The expenses an American company’s subsidiary incurred in its fight against apartheid in South Africa were tax deductible, the Appeal Court ruled in Bloemfontein on Friday.
A full bench of appeal judges found in favour of the company Warner Lambert SA in a ruling concerning around R7-million. Appeal judge Johan Conradie said in his judgement the expenses were required to preserve the company from harm, or at least to avert the risk of harm.
”I regard these payments as similar to insurance payments.”
Warner Lambert SA invested the money in question from 1990 to 1993 in social responsibility programmes. These were prescribed first by the so-called Sullivan
Principles, authored by anti-apartheid activist Reverend Sullivan, and later by America’s Comprehensive Anti-Apartheid Act.
The Sullivan Principles, and later the act, were aimed at governing the business conduct of American companies trading in apartheid South Africa.
Warner Lambert SA was one of the local signatories to the Sullivan Code.
Conradie said in his judgement the company’s senior management devoted much time to what were called social responsibility projects. These projects eventually cost the company, as dictated by the Sullivan Code, an equivalent of 12% of its payroll.
”Warner Lambert SA was a model of compliance (to the Sullivan Code). Each year when its performance was assessed in the US, it attained the highest mark.”

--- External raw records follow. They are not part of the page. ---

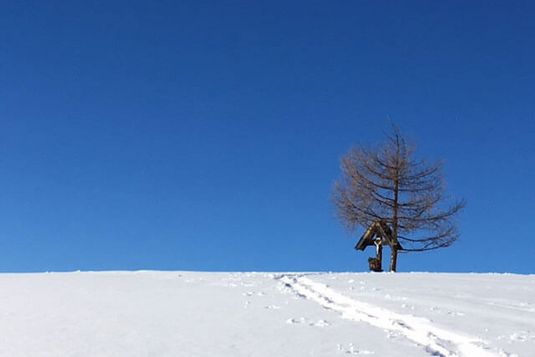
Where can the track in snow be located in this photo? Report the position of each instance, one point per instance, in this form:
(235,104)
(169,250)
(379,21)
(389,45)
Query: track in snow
(437,341)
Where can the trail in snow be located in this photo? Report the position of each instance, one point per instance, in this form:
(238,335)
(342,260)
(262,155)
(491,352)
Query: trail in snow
(437,341)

In its appeal Warner Lambert SA maintained the expenditure was necessary to prevent its American parent company from disinvesting in South Africa.
It was vital to ensure continued income-earning operations in the country and was therefore tax-deductible, the company argued.
The Commissioner for the SA Revenue Services (Sars) disagreed, maintaining it was merely spent for philantropic and political reasons.
Conradie dismissed this argument.
Appeal judges Craig Howie, Peter Schutz and Carol Lewis and acting appeal judge D Mlambo concurred with his ruling.
Warner Lambert SA manufactures pharmaceutical products and, among others, Schick razor blades.